Pablito clavó un clavito
Fue en el estadio Vicente Calderón bajo una nube de confeti y otra de cerveza. Con la excusa de la visita del Valencia, los aficionados locales se habían reunido alrededor del niño Torres, la nueva figura de la mitología rojiblanca. Por razones del corazón que la razón entiende, seguían fascinados con aquel atleta de manual, un futbolista hecho a cincel y yogur cuya zancada de galgo les recordaba a Joaquín Peiró, tal vez a Eulogio Gárate, y cuya musculatura, larga y fibrosa, era con toda seguridad uno de los explosivos más potentes del mercado.
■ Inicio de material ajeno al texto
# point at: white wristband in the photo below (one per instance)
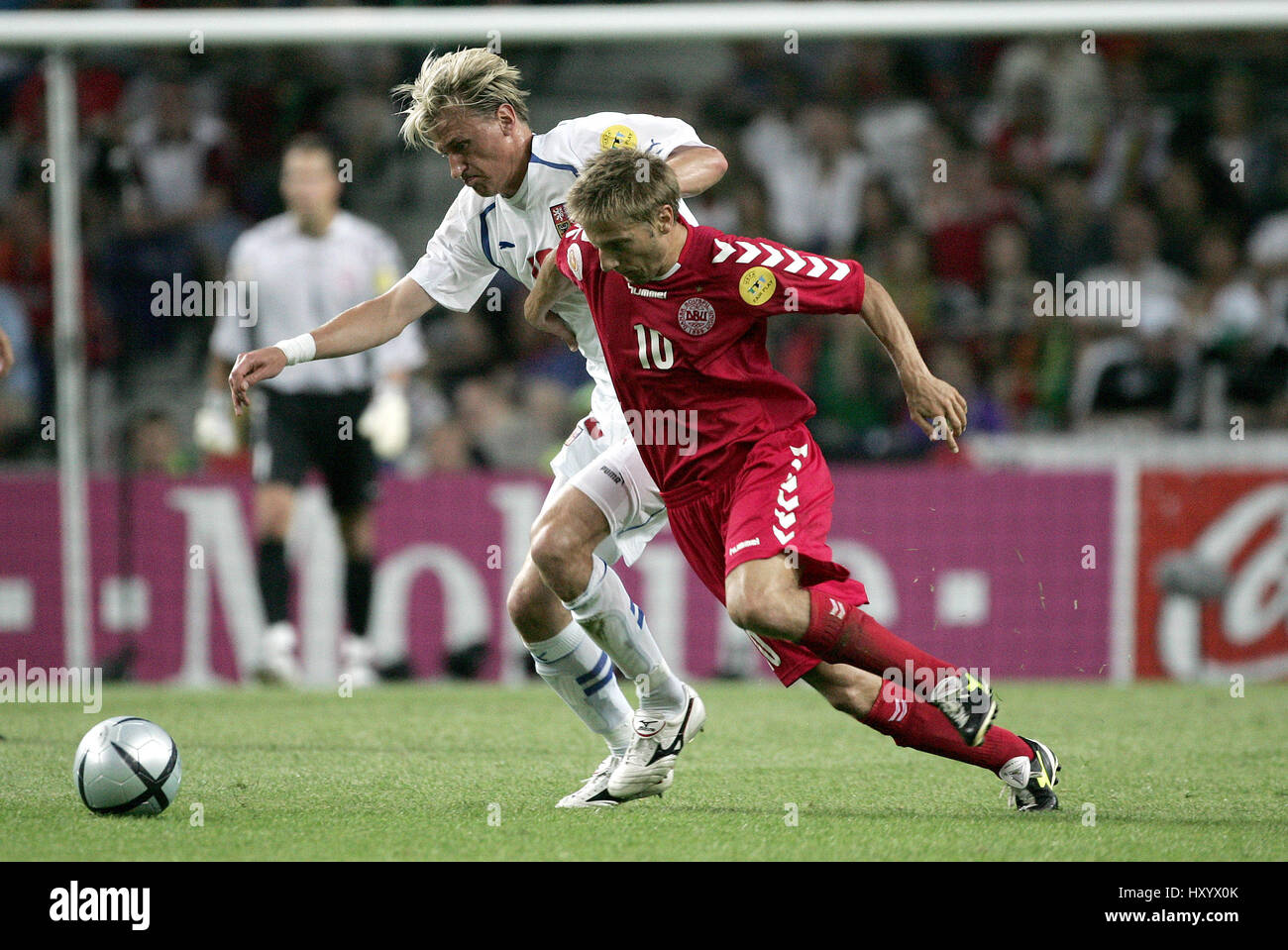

Para desactivarlo, Rafael Benítez montó una malla de seguridad que empezaba en Albelda y terminaba en Carboni, Curro Torres, Marchena y Pellegrino. Aplicaría de nuevo el más prudente axioma de la escuela de entrenadores, un antiguo principio según el cual el mejor ataque es una buena defensa. Movido por la urgencia del campeonato y por su ansiedad de aspirante, Fernando Torres fue cayendo en los sucesivos lazos de la trama. Cuando quiso darse cuenta, estaba fuera del partido y del estadio.
Entonces apareció Pablito Aimar con su aire de querubín, sus canillas de gorrión y su veneno de araña. A primera vista, cualquier comparación era impertinente: al contrario que el exuberante Torres, él sólo era dueño de su insignificancia. Incapaz de llenar la camiseta, cruzado de pliegues y articulaciones, parecía, más que un deportista profesional, un insecto de competición.
Cuando se ponía en movimiento, sus maneras se correspondían exactamente con sus hechuras. Obligado por la necesidad, renunciaba al juego de choque, pero imponía a los contrarios una costosa tarea de persecución y no se privaba de usar ni uno solo de los recursos que hacen al mosquito el peor enemigo del elefante. Revoloteaba, corría, saltaba, desaparecía, picaba, escapaba y, luego, al primer descuido, volvía a zumbar a la oreja del defensa central en un asedio interminable. Aunque conocía sus propias limitaciones, jugaba con una sencillez que rayaba en la arrogancia y con un desenfado que rayaba en la osadía.
Sin duda, Pablito era un caso. Sin embargo no era una excepción en la historia del fútbol. Desde los viejos tiempos, la cancha siempre había reservado un lugar especial para gente pequeña como Johnstone, Amancio Amaro o Bruno Conti, pesos ligeros con la prestancia de las libélulas y la agilidad de las ardillas. Todos ellos hicieron de la levedad virtud. Se cargaron de electricidad, impusieron su estilo y crearon escuela.
En el Calderón, Pablito Aimar picó tres veces. Como era de esperar, la herida se infectó y la hinchada se quedó hinchada.